Jour après jour, les médias retentissent de clameurs et de revendications particulières. Taxis, juges, policiers, paysans, enseignants : chaque corporation réclame son dû. Stricto sensu, il s'agit bien d'un effacement du bien commun au profit des corporatismes. On aurait pourtant tort d'analyser ces tumultes en termes exclusivement quantitatifs. Ceux-là voudraient 7 % de mieux, d'autres réclameraient un coup de pouce à leur salaire, et ainsi de suite. Le quantitatif n'est qu'un aspect des choses. Peut-être pas le plus important. On ne devrait pas oublier la dimension qualitative, à savoir l'humiliation ressentie par les uns et par les autres. A ce sujet, le cas des enseignants est exemplaire. A lire leurs tribunes, leurs banderoles, leurs interviews, c'est bien cela qui prévaut. Leur refus d'une réforme du collège ou leur prévention contre Najat Vallaud-Belkacem n'est peut-être pas l'essentiel. Le ton de leurs slogans, le sentiment d'abandon ou d'incompréhension qui s'exprime ne ressemblent pas à des discours de lobbyistes ou de syndicalistes en action. Non, ces témoignages sont plus directs, et souvent sans calculs précis.

Placés en première ligne dans un contexte de dislocation sociale, les enseignants ont vu durant les dernières décennies - et très injustement - se dégrader leur statut. A l'heure des médias, de l'individualisme irréductible, d'internet, des réseaux sociaux et de l'argent roi, le prof a perdu du terrain dans l'imaginaire adolescent. Disons qu'il doit désormais accomplir une tâche à la fois plus ardue et moins gratifiée. Chaque jour, chaque semaine, chaque mois, voilà qu'il doit reconquérir sa légitimité. Effort psychologiquement harassant qui justifie, me semble-t-il, que les profs soient devenus ultrasensibles aux marques de dédain dont ils peuvent être l'objet de la part de leur hiérarchie. Plusieurs ministres de l’Éducation nationale - à commencer par Claude Allègre, calamiteux ministre de 1997 à 2000 - n'avaient pas compris cela.
Si le cas des enseignants est emblématique, c'est que d'autres professions partagent leur sort et souffrent de la même injustice : une faible reconnaissance sociale, un niveau de vie modeste et - en même temps - une responsabilité civique considérable. Citons les infirmières, les travailleurs sociaux, les magistrats (qui ne bénéficient plus vraiment de l'éphémère célébrité des "petits juges"), les permanents associatifs, les inspecteurs du travail… Tous ont en commun de tenir en quelque sorte la société debout dans la tempête. C'est sur eux que repose la solidarité minimale faute de laquelle les plus démunis seraient à l'abandon.
A leur sujet, il ne s'agit pas d'aligner des considérations bêtasses ou démagogiques. Contentons-nous de pointer un paradoxe : les sociétés d'aujourd'hui ont du mal à reconnaître et à gratifier convenablement ceux-là même qui rendent la modernité vivable, qui en corrigent les excès ou les égoïsmes.
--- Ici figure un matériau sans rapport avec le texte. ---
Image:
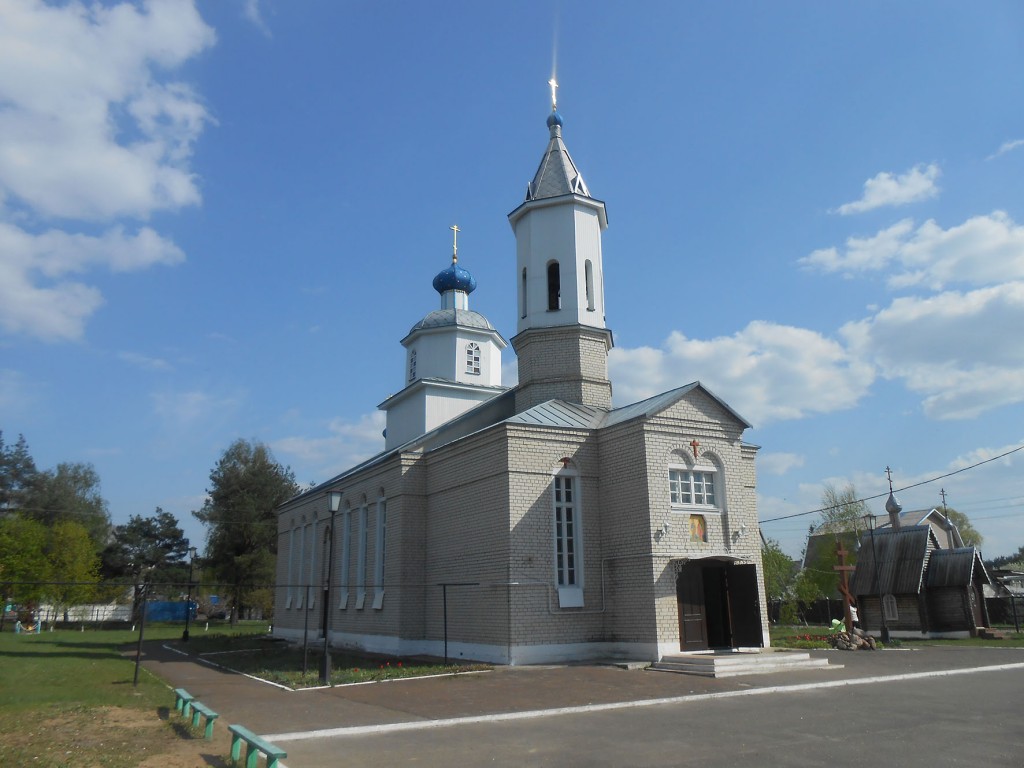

D'instinct, le bavardage ambiant réserve plutôt ses admirations aux condottieri de la finance, aux patrons mirobolants, aux milliardaires incultes, aux animateurs télé à tête de pois chiche. Bref, à tous ceux qui paradent sur le devant de la scène. Les autres, les utiles, les anonymes qui assurent la maintenance du théâtre lui-même ne voient guère leur utilité sociale reconnue comme elle le mériterait.
Oui, il y a là un énorme paradoxe : celui qui voit notre système de "représentations symboliques" (comme le disait Emile Durkheim) distribuer ses places et ses gratifications d'une manière inversement proportionnelle à l'utilité réelle de chacun. Nous mettons sous les sunlights et nous admirons assez servilement les malins de tout poil. Aux autres, nous réservons une attention distraite, tout en exigeant d'eux le maximum. En toute logique, ce devrait être l'inverse. Une société devrait, grosso modo, révérer ceux qui lui sont le plus utiles au lieu d'idolâtrer ceux qui la parasitent.

Citons la phrase cinglante de Chateaubriand au sujet de la noblesse. Pour elle, disait-il, il y aura eu - historiquement - l'âge des services, l'âge des privilèges et l'âge des vanités. Aujourd'hui, il me semble que les titulaires de privilèges, et ceux qu'habite la vanité, occupent tout l'espace public. C'est au détriment de tous ceux qui, vaille que vaille, assurent les services. Ce dangereux décalage est un défi. Pour apaiser l'humiliation des citoyens, il faut bien autre chose qu'un petit coup de pouce au pouvoir d'achat.